On top of stealing credit, he alleges HSUS continued to milk the situation for more money. These might be acceptable to people if HSUS took good care of the chimps. But he alleges that the conditions for the animals in Liberia are unacceptable:

HSUS hasn’t used the $6M to improve the care of the chimps. In fact, on my return visit to Liberia in November, 2018 (after HSUS severed ties with the Desmonds), I saw for myself not only the decline in the quality of the food and the lack of enrichment activities, but also that HSUS had not yet begun to build the desperately needed basic infrastructure, including holding areas and shelters on each island; an emergency enclosure and veterinary clinic at HSUS’s office; and security posts to protect both the chimps and humans. In fact, in the three years since receiving the $6 million settlement, HSUS hasn’t built even one structure, and the chimpanzees – off of whom they continue to raise money – are paying the price.

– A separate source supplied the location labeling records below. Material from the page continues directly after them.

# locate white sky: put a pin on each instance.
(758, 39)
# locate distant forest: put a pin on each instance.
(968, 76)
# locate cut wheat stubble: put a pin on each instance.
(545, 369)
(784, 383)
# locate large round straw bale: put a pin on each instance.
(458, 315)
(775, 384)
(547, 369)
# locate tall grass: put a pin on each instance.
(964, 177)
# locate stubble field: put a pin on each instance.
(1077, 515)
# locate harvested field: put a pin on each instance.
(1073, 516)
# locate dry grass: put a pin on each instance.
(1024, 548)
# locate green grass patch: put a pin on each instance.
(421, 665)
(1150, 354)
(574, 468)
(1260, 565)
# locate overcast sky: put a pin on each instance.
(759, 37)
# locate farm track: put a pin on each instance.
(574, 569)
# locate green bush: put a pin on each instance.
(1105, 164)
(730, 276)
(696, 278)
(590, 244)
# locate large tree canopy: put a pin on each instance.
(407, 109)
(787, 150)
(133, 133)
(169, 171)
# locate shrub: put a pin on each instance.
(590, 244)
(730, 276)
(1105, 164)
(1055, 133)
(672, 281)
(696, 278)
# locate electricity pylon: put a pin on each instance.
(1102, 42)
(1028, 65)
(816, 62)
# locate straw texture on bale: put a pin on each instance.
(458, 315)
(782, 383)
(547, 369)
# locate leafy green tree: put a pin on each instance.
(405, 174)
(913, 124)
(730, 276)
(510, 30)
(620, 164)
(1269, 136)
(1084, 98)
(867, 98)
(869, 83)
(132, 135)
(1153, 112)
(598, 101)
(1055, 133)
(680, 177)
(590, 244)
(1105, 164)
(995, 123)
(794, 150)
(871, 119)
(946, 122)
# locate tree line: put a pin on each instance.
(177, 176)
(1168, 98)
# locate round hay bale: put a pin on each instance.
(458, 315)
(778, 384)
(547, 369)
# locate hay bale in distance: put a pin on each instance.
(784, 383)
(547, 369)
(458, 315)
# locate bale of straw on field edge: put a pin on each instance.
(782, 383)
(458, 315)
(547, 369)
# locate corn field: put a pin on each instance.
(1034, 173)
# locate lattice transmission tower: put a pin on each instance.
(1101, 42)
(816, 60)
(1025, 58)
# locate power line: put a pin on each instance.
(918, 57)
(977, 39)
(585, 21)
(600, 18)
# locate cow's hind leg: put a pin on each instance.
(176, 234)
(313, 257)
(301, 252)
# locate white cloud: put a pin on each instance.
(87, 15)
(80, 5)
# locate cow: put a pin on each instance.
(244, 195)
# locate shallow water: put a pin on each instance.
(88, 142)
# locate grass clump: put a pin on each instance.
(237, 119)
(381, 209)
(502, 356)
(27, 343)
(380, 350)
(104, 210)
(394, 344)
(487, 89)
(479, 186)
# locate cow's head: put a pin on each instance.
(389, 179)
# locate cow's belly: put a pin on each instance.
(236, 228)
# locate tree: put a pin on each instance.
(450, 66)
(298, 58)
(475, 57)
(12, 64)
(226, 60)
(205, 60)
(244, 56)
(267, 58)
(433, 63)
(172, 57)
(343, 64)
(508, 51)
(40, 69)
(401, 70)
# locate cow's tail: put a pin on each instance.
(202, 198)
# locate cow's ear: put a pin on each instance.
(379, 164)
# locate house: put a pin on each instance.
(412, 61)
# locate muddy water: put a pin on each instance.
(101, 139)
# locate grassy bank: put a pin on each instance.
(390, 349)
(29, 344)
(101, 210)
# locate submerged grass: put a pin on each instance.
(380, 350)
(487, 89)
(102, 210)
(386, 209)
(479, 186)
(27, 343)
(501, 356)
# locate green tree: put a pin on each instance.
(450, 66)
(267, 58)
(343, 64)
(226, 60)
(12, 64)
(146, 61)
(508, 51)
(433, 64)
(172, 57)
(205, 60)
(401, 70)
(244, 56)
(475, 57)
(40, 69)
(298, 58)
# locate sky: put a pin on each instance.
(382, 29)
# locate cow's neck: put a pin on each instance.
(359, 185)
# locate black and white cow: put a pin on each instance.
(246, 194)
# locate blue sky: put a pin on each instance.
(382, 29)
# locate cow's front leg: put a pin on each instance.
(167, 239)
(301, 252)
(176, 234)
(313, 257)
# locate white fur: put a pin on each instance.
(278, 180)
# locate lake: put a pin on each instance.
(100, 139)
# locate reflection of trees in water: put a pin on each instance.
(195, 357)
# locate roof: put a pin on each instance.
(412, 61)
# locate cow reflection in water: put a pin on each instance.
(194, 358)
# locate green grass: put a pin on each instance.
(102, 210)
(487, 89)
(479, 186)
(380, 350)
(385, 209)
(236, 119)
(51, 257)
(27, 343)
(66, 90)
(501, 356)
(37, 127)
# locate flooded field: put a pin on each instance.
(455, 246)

When conditions at the Liberia sanctuary began to deteriorate, I contacted HSUS and the Chairman of the Board, but my pleas for reform fell on deaf ears. They dismissed my concerns and said that I was misinformed in spite of the fact that I went to Liberia twice and witnessed the decline in care with my own eyes.

Will HSUS sue this whistleblower? It wouldn’t surprise us. This is an organization that is so corrupt that its board of directors voted in 2018 to close an investigation into its CEO, who was accused of sexual harassment by multiple women. One board member then mocked the harassment claims to the NY Times. Blaming the victims and refusing accountability is the modus operandi of HSUS.

As more and more people are learning, if you want to help animals, don’t support the misnamed Humane Society of the United States.